The problem is not in the grok filter, it is in one of the ruby filters. I would try commenting them all out then adding them back one at a time to see which one results in an exception.

Ok will give it a try and let u know

started commenting out all ruby blocks one by one , got exception when this part of Ruby code was included :

#convert ipv4 => ip long
ruby {
init => "require 'ipaddr'"
code => 'event.set("source_ipv4",event.get("source_ipv4").strip.split(".").map(&:to_i).pack("CCCC").unpack("N")[0])'
}

FYI , I had not ot any execption in my local but I do get this exception on our stage servers . Kindly help as I am completely new to this area

What do you expect that to do?

not sure , we were just given a template to add our details for logging and compliance . Not sure what it does , it can be ignored if not needed.
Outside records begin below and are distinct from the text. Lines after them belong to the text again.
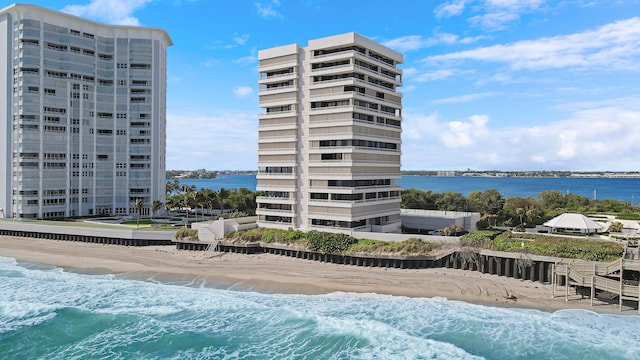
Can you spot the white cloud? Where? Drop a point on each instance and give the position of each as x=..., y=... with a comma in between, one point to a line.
x=225, y=141
x=464, y=98
x=114, y=12
x=595, y=138
x=268, y=11
x=491, y=15
x=237, y=40
x=611, y=47
x=242, y=91
x=241, y=39
x=449, y=9
x=416, y=42
x=246, y=60
x=435, y=75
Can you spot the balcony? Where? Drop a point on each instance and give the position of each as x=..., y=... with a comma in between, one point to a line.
x=275, y=200
x=276, y=139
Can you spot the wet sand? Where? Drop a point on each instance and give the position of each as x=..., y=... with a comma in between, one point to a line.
x=269, y=273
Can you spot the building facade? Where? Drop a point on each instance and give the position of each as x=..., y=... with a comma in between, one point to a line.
x=82, y=113
x=329, y=141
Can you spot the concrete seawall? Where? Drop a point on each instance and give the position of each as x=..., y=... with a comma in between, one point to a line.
x=515, y=265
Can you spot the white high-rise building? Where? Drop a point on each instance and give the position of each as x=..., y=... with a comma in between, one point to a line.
x=82, y=115
x=329, y=139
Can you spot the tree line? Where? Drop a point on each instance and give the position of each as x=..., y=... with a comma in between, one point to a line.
x=494, y=208
x=180, y=196
x=513, y=211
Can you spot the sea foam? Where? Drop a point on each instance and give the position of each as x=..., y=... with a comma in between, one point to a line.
x=55, y=314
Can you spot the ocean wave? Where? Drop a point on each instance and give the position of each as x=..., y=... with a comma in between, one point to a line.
x=72, y=315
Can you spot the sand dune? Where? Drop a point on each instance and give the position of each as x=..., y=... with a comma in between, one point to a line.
x=272, y=273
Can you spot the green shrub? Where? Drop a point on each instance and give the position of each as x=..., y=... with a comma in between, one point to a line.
x=186, y=233
x=483, y=224
x=546, y=245
x=628, y=216
x=409, y=247
x=479, y=238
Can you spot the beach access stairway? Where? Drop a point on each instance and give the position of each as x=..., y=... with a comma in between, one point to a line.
x=602, y=277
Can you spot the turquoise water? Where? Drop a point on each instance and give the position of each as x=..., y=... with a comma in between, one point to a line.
x=47, y=313
x=626, y=189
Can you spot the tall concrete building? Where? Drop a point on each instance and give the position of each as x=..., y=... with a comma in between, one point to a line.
x=329, y=138
x=82, y=115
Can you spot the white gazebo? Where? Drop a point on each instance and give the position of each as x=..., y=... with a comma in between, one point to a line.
x=576, y=223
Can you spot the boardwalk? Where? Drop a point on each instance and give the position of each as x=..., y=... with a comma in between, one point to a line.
x=616, y=279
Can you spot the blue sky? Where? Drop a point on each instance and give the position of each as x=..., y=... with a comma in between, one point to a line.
x=488, y=84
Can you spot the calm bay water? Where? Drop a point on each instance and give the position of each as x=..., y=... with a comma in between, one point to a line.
x=626, y=189
x=47, y=313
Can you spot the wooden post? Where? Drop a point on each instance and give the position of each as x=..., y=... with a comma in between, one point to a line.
x=566, y=285
x=593, y=289
x=553, y=281
x=620, y=297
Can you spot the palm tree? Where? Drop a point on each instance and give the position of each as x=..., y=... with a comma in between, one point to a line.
x=139, y=204
x=155, y=206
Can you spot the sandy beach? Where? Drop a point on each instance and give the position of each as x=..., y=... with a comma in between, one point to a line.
x=278, y=274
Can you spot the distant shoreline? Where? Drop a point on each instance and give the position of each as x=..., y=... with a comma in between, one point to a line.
x=269, y=273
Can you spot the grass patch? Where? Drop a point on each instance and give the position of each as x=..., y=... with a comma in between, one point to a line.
x=546, y=245
x=332, y=243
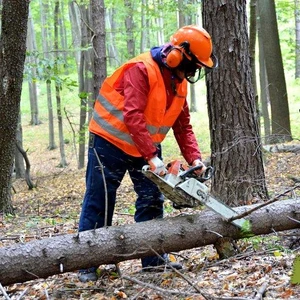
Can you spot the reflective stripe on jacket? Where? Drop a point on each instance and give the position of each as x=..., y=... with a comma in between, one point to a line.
x=108, y=122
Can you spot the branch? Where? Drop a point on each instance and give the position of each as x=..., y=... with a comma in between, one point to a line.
x=248, y=212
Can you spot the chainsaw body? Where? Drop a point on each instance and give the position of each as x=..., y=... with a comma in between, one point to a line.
x=185, y=189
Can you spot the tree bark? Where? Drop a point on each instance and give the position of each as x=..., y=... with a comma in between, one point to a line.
x=280, y=117
x=42, y=258
x=14, y=19
x=235, y=142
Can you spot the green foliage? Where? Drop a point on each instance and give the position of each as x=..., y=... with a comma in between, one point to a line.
x=295, y=278
x=246, y=230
Seems like our server is having ipV6 so its not working any replacement code for ipv6 will work

Code like

event.get("source_ipv4").strip.split(".").map { |x| x.to_i }.pack("CCCC").unpack("N")

will take apart the 4 octets of an IPv4 address and then pack them into a 32-bit number. IPv4 addresses are 32-bits, so this is a good fit.

IPv6 addresses are 128-bits. How do expect to represent that as a number?